Nigeria’s Macroeconomic Snapshot – Q1’25
GDP growth(%) 3.8* (Q4’24) 3.6 (Q1’25) registering -0.2% (the reason for this is that GDP growth to decline due to reduced post-festive spending and the typical lull in agricultural activities)
Inflation (%) – end period 34.8 (Q4’24) 33.12 (Q1’25) registering -1.68 %(supported by the basket reconstitution and a stable naira)
Exchange rate, official (end period) 1,535 (Q4’24) 1,400 (Q1’25) registering 9.4%) (sustained CBN interventions to support the naira)
Stock market capitalization (N’trn) 62.76 (Q4’24) 65.45 (Q1’25) registering 4.29% (A stable interest rate environment to bolster stock market performance).
PMI 52.7 (Q4’24) 53.0 (Q1’25) registering 0.57% (Lower inflation and stable interest rates to improve business activities).
MPR (%) 27.25 (Q4’24) 27.25 (Q1’25) registering 00.00% (Lower inflation and positive real GDP growth will reinforce the MPC’s decision to maintain a status quo).
Gross External reserves ($bn) 40.88 (Q4’24) 42.20 (Q1’25) registering 3.23% (Higher oil production will boost export earnings).
Crude oil production (mbd) avg. 1.43 (Q4’24) 1.48 (Q1’25) registering 3.50% (Sustained efforts by the government to tackle oil theft and pipeline vandalism).

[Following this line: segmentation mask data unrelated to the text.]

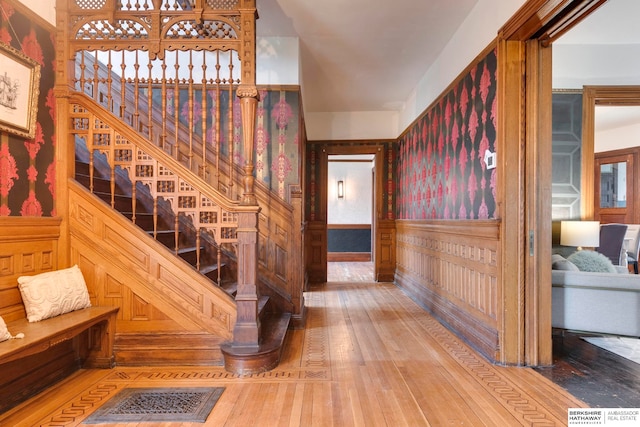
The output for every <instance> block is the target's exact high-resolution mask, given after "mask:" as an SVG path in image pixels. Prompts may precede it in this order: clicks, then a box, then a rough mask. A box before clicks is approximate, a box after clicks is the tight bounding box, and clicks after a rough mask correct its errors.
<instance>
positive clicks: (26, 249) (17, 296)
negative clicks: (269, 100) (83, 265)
mask: <svg viewBox="0 0 640 427" xmlns="http://www.w3.org/2000/svg"><path fill="white" fill-rule="evenodd" d="M60 223H61V220H60V218H23V217H3V218H0V316H2V318H3V319H4V320H5V321H6V322H11V321H14V320H17V319H21V318H24V317H25V316H26V313H25V311H24V305H23V304H22V297H21V295H20V290H19V289H18V277H20V276H33V275H35V274H39V273H44V272H46V271H53V270H56V269H57V268H58V252H59V249H58V241H59V238H60ZM9 332H11V333H12V334H13V335H15V334H17V333H19V332H21V331H14V330H10V331H9ZM77 369H78V363H77V361H76V357H75V352H74V349H73V341H72V340H67V341H64V342H62V343H60V344H58V345H55V346H53V347H52V348H50V349H49V350H47V351H44V352H41V353H37V354H34V355H32V356H28V357H25V358H23V359H20V360H16V361H13V362H8V363H3V364H0V370H1V371H2V375H1V376H0V412H3V411H4V410H5V409H6V408H7V407H10V406H12V405H13V404H15V403H16V402H19V401H21V400H24V399H25V398H27V397H29V396H32V395H33V394H35V393H37V392H38V391H40V390H42V389H43V388H46V387H48V386H50V385H52V384H54V383H55V382H57V381H59V380H60V379H62V378H64V377H66V376H68V375H69V374H71V373H72V372H74V371H76V370H77ZM0 424H1V423H0Z"/></svg>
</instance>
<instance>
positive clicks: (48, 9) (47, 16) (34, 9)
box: [18, 0, 56, 25]
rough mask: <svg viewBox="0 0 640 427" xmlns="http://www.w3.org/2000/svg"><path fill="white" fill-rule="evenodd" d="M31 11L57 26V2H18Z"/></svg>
mask: <svg viewBox="0 0 640 427" xmlns="http://www.w3.org/2000/svg"><path fill="white" fill-rule="evenodd" d="M18 1H19V2H20V3H22V4H24V5H25V6H27V7H28V8H29V9H31V10H33V11H34V12H36V13H37V14H38V15H40V16H41V17H43V18H44V19H46V20H47V21H48V22H49V23H50V24H51V25H56V9H55V5H56V2H55V0H18Z"/></svg>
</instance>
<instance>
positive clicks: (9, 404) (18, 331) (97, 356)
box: [0, 307, 119, 413]
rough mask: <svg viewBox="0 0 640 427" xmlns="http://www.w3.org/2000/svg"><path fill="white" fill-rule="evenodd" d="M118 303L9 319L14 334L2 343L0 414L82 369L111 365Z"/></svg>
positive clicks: (0, 363)
mask: <svg viewBox="0 0 640 427" xmlns="http://www.w3.org/2000/svg"><path fill="white" fill-rule="evenodd" d="M118 310H119V308H118V307H89V308H85V309H81V310H77V311H73V312H70V313H66V314H62V315H60V316H56V317H52V318H49V319H44V320H41V321H39V322H33V323H30V322H29V321H28V320H27V319H26V318H24V317H22V318H19V319H16V320H12V321H8V322H7V327H8V329H9V332H10V333H11V334H13V335H16V334H18V333H23V334H24V338H14V339H10V340H7V341H2V342H0V372H2V375H1V376H0V413H2V412H4V411H7V410H9V409H10V408H12V407H14V406H16V405H18V404H19V403H21V402H23V401H25V400H27V399H29V398H30V397H32V396H35V395H36V394H38V393H40V392H41V391H43V390H45V389H47V388H48V387H50V386H51V385H53V384H55V383H56V382H58V381H60V380H62V379H63V378H65V377H67V376H68V375H70V374H72V373H73V372H74V371H76V370H77V369H79V368H81V367H82V368H113V367H114V366H115V356H114V352H113V343H114V338H115V332H116V315H117V313H118Z"/></svg>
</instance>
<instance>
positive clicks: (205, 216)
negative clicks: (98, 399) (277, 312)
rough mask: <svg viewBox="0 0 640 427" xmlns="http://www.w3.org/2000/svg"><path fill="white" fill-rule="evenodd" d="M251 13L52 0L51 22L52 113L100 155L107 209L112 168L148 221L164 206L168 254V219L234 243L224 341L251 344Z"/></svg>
mask: <svg viewBox="0 0 640 427" xmlns="http://www.w3.org/2000/svg"><path fill="white" fill-rule="evenodd" d="M256 14H257V13H256V8H255V0H57V15H58V23H57V25H56V28H57V55H56V58H57V61H58V62H57V70H58V75H57V80H56V81H57V83H56V90H57V93H56V97H57V99H58V100H59V105H62V106H64V107H65V108H60V110H59V111H65V113H68V114H69V115H70V116H71V117H70V118H71V121H70V123H71V125H70V133H71V134H72V135H73V136H75V138H76V142H77V141H79V140H83V141H85V144H86V147H87V153H86V154H87V157H88V158H89V160H90V161H91V162H95V161H96V159H98V158H99V157H100V156H102V157H103V158H104V159H106V160H104V161H105V162H107V163H108V165H109V166H108V168H109V170H110V174H111V177H110V180H111V186H112V189H111V194H112V196H111V198H112V201H111V203H112V206H114V205H115V190H114V187H115V183H116V181H117V180H118V179H119V177H120V176H121V175H123V174H124V175H126V177H127V178H126V179H127V180H129V181H130V184H129V185H130V187H131V193H132V195H133V196H134V197H132V199H133V200H136V197H135V195H136V192H140V191H141V189H143V190H145V191H147V192H149V193H150V194H151V198H152V199H153V210H154V212H153V215H154V221H155V222H159V218H160V215H158V212H157V211H158V210H159V209H162V208H164V207H165V206H169V207H170V209H171V211H172V213H173V216H174V218H175V226H174V228H172V230H175V250H176V254H178V251H179V246H180V245H179V244H180V242H179V239H180V237H179V233H178V229H179V228H180V218H188V219H189V222H190V223H192V224H193V228H194V229H195V230H196V239H197V242H196V247H197V248H200V239H201V238H202V239H203V240H206V239H208V238H211V239H213V240H214V242H215V244H216V245H218V246H219V247H223V248H224V247H225V245H231V246H232V247H233V248H234V249H236V254H235V255H236V257H235V258H236V259H237V265H238V270H239V271H238V273H240V270H241V272H242V274H238V281H237V282H238V283H237V294H236V304H237V307H238V318H237V320H236V322H237V325H236V328H235V329H234V345H235V344H238V345H251V346H256V345H257V337H258V335H259V323H258V321H257V301H258V297H257V295H256V285H255V284H256V273H257V269H256V268H255V267H256V265H257V257H256V254H255V252H256V250H255V246H256V241H257V239H258V230H257V228H255V227H253V225H252V224H253V223H254V222H255V219H256V217H257V213H258V210H259V208H258V206H257V198H256V196H255V193H254V179H253V177H252V174H253V170H254V164H253V152H254V148H253V141H254V133H255V130H254V127H253V124H254V123H255V120H256V119H255V114H256V113H255V105H256V103H257V99H258V92H257V89H256V87H255V80H256V79H255V74H256V73H255V19H256ZM65 61H68V63H67V62H65ZM74 91H75V92H74ZM87 96H88V97H89V98H91V100H89V99H87ZM96 103H97V104H96ZM98 105H99V107H98ZM65 119H66V117H65ZM243 123H244V124H245V126H243ZM243 131H244V132H243ZM236 168H237V169H239V170H242V171H243V175H242V176H241V178H242V179H240V178H239V177H237V176H236V175H237V173H236ZM89 169H90V171H91V172H90V173H93V164H91V165H90V168H89ZM120 179H121V178H120ZM91 180H93V176H92V177H91ZM237 181H241V182H242V186H241V187H242V189H241V190H240V189H236V187H240V186H238V185H234V182H237ZM92 185H93V184H92ZM132 203H133V204H134V206H132V220H133V221H134V222H136V221H138V218H137V214H136V209H135V203H136V202H135V201H134V202H132ZM238 223H240V224H243V226H242V227H240V228H238ZM159 227H160V224H159V223H158V224H155V223H154V226H153V233H154V235H156V234H159V232H160V231H161V230H159ZM201 231H204V232H201ZM218 253H219V252H218ZM230 258H231V257H230ZM198 260H200V255H199V254H198ZM199 263H200V261H198V266H199ZM218 265H220V263H218ZM198 266H197V267H198ZM218 271H219V269H218ZM218 279H220V276H218ZM219 283H220V282H219ZM238 325H240V326H238ZM236 330H237V332H238V334H237V335H236ZM256 331H258V332H256Z"/></svg>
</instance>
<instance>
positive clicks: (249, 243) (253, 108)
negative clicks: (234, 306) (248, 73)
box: [232, 86, 260, 351]
mask: <svg viewBox="0 0 640 427" xmlns="http://www.w3.org/2000/svg"><path fill="white" fill-rule="evenodd" d="M238 97H239V98H240V106H241V112H242V133H243V146H244V153H243V154H244V158H245V164H244V167H243V169H244V186H243V194H242V198H241V204H242V205H245V206H255V207H256V209H252V210H248V211H242V212H239V213H238V231H237V233H238V293H237V294H236V306H237V307H238V316H237V319H236V324H235V326H234V329H233V344H232V347H233V348H235V349H236V351H237V350H238V349H240V348H242V349H247V350H249V349H254V350H257V348H258V346H259V344H260V319H259V317H258V300H259V294H258V286H257V278H258V210H259V208H258V207H257V201H256V196H255V194H254V188H253V186H254V177H253V168H254V166H253V134H254V128H255V117H256V106H257V104H258V90H257V89H256V87H255V86H253V87H240V88H239V89H238Z"/></svg>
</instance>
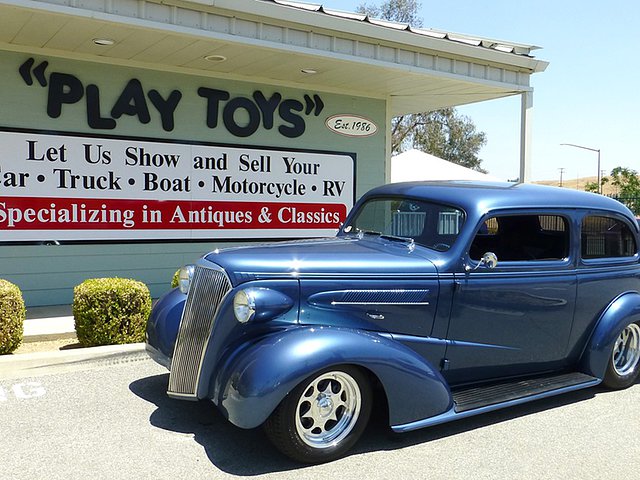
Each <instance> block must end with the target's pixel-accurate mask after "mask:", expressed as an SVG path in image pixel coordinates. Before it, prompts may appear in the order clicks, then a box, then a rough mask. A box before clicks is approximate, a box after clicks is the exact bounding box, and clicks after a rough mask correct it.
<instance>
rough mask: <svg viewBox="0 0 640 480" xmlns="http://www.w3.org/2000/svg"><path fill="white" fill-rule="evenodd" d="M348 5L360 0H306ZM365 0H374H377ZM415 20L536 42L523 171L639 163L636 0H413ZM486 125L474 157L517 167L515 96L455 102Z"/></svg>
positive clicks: (375, 3) (501, 174)
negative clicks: (529, 144) (531, 89)
mask: <svg viewBox="0 0 640 480" xmlns="http://www.w3.org/2000/svg"><path fill="white" fill-rule="evenodd" d="M309 3H321V4H322V5H324V6H326V7H328V8H334V9H338V10H345V11H355V10H356V8H357V7H358V5H360V4H362V3H363V2H362V1H352V0H324V1H320V0H316V1H315V2H309ZM367 3H369V4H377V5H379V4H380V3H381V1H379V0H378V1H371V0H369V1H368V2H367ZM420 15H421V17H422V18H423V21H424V27H426V28H434V29H438V30H444V31H448V32H457V33H466V34H471V35H478V36H481V37H487V38H493V39H498V40H505V41H511V42H516V43H523V44H528V45H537V46H539V47H542V48H541V49H540V50H536V51H535V52H533V53H534V55H535V57H536V58H539V59H541V60H545V61H548V62H550V65H549V66H548V67H547V69H546V71H544V72H542V73H537V74H535V75H533V77H532V81H531V83H532V86H533V88H534V94H533V102H534V110H533V124H532V128H533V145H532V156H533V164H532V179H533V180H553V179H556V180H559V178H560V171H559V168H561V167H562V168H564V174H563V180H564V182H565V183H567V182H571V181H572V180H573V181H574V182H575V180H576V178H578V177H587V176H596V174H597V154H596V153H595V152H590V151H587V150H581V149H577V148H572V147H566V146H561V145H560V144H561V143H573V144H578V145H583V146H586V147H590V148H595V149H600V150H601V169H602V170H604V171H605V173H606V174H608V173H609V172H610V171H611V169H612V168H614V167H617V166H624V167H629V168H633V169H634V170H640V158H639V157H640V154H639V153H638V150H639V148H638V146H637V143H638V142H637V139H638V138H640V135H639V134H638V128H639V127H640V121H639V119H638V111H639V109H640V93H639V92H640V67H639V65H640V63H639V62H638V59H637V57H638V55H639V53H638V52H639V48H638V47H640V2H636V1H635V0H609V1H608V2H595V1H588V0H582V1H577V0H538V1H535V0H534V1H532V2H526V3H525V2H522V3H518V2H513V0H491V1H487V2H479V1H478V0H449V1H443V0H437V1H436V0H422V8H421V10H420ZM459 111H460V112H461V113H463V114H464V115H467V116H469V117H470V118H471V119H472V120H473V122H474V123H475V124H476V126H477V127H478V129H479V130H481V131H484V132H485V133H486V134H487V138H488V142H487V145H486V146H485V147H484V148H483V150H482V151H481V152H480V157H481V158H482V160H483V163H482V166H483V167H484V168H485V169H487V170H488V171H489V172H490V173H492V174H493V175H495V176H498V177H500V178H504V179H507V178H515V177H517V175H518V165H519V151H520V150H519V149H520V147H519V145H520V144H519V142H520V133H519V132H520V97H519V96H517V97H511V98H506V99H500V100H494V101H492V102H485V103H482V104H476V105H472V106H466V107H460V108H459Z"/></svg>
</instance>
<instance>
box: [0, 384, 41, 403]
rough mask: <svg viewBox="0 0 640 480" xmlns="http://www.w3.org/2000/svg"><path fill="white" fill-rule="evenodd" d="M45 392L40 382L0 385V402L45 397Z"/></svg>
mask: <svg viewBox="0 0 640 480" xmlns="http://www.w3.org/2000/svg"><path fill="white" fill-rule="evenodd" d="M46 393H47V391H46V389H45V388H44V386H43V385H42V383H40V382H20V383H14V384H13V385H9V386H3V385H0V402H8V401H11V400H31V399H34V398H38V397H43V396H44V395H46Z"/></svg>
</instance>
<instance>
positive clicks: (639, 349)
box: [603, 323, 640, 389]
mask: <svg viewBox="0 0 640 480" xmlns="http://www.w3.org/2000/svg"><path fill="white" fill-rule="evenodd" d="M639 373H640V325H638V324H637V323H630V324H629V325H627V326H626V327H625V328H624V329H623V330H622V332H620V335H618V338H616V342H615V344H614V346H613V351H612V352H611V358H610V359H609V365H608V367H607V372H606V374H605V376H604V380H603V383H604V384H605V385H606V386H607V387H609V388H615V389H621V388H627V387H629V386H631V385H632V384H633V382H635V381H636V379H637V378H638V374H639Z"/></svg>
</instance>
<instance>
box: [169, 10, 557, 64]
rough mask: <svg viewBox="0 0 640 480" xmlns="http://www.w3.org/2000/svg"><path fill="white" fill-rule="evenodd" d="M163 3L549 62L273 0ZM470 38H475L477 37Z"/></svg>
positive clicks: (452, 51) (474, 58)
mask: <svg viewBox="0 0 640 480" xmlns="http://www.w3.org/2000/svg"><path fill="white" fill-rule="evenodd" d="M162 3H164V4H176V5H178V4H182V5H188V4H190V3H191V4H199V5H208V6H211V7H215V8H221V9H225V10H229V11H235V12H238V13H245V14H249V15H256V16H259V17H263V18H270V19H273V20H274V21H280V22H282V21H285V22H290V23H296V24H299V25H302V26H303V27H302V28H303V29H304V28H307V29H311V30H313V29H314V28H320V29H323V30H332V31H337V32H340V33H341V34H344V33H345V32H348V33H349V34H350V35H352V36H362V37H365V38H366V39H367V40H368V41H372V40H373V41H375V40H379V41H383V42H390V43H394V44H397V46H402V47H404V48H405V49H407V47H414V48H418V49H420V50H423V49H427V50H432V51H435V52H442V53H446V54H449V55H455V56H460V57H467V58H472V59H476V60H481V61H485V62H491V63H495V64H502V65H510V66H513V67H516V68H521V69H522V68H523V69H526V70H530V71H531V73H536V72H542V71H544V70H545V69H546V68H547V66H548V62H545V61H542V60H536V59H534V58H531V57H526V56H523V55H517V54H514V53H505V52H500V51H496V50H491V49H489V48H486V47H481V46H474V45H468V44H464V43H458V42H456V41H454V40H448V39H439V38H433V37H430V36H427V35H422V34H419V33H414V32H410V31H399V30H395V29H392V28H388V27H383V26H378V25H374V24H371V23H368V22H361V21H355V20H349V19H345V18H340V17H336V16H331V15H328V14H324V13H321V12H313V11H311V12H310V11H306V10H302V9H298V8H294V7H287V6H284V5H279V4H277V3H275V2H264V1H256V0H185V1H182V2H181V1H180V0H173V1H172V0H168V1H163V2H162ZM453 35H455V34H453ZM459 36H460V37H461V38H462V37H464V38H472V36H470V35H459ZM473 38H474V39H475V38H476V37H473ZM477 40H480V41H483V40H488V39H484V38H481V37H477ZM489 41H491V40H489ZM507 44H509V45H514V46H516V44H515V43H511V42H507ZM536 48H537V47H536Z"/></svg>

Crude oil price ($/bpd, avg) 73.94 (Q4’24) 75 (Q1’25) registering 1.43% (Trump’s tariffs could cause potential disruptions in crude supply from Canada and Mexico, the two largest oil suppliers to the US).
Trade balance (N trn) 5.81 (Q4’24) 4.93 (Q1’25) registering -15.15% (A possible extension of the import duty waiver will increase imports and in turn, reduce the positive trade balance).
The meeting noted that the market structure in Nigeria’s oil industry has transitioned from monopoly to oligopoly and is moving toward a more competitive market.
It also noted that the price of PMS is buoyed by global oil prices, logistics cost and exchange rate.
In the power sector, the meeting noted that Nigeria is still generating 5000MWs with increased national grid collapses increased but less during harmattan and low temperatures. The highest monthly grid collapse was recorded in November 2024 (4 times)
The focus remains on improving the electricity supply through better services and infrastructure
If another tariff hike is implemented it will lead to high electricity costs from approximately ₦116.18 to ₦193.63 per kilowatt-hour; increasing living costs and potential energy poverty for many Nigerians.
The average electricity output remained lower than the installed capacity with transmission network being the key bottleneck, driven by rising pressure from increased company production ahead of the festive season coupled with seasonal variations.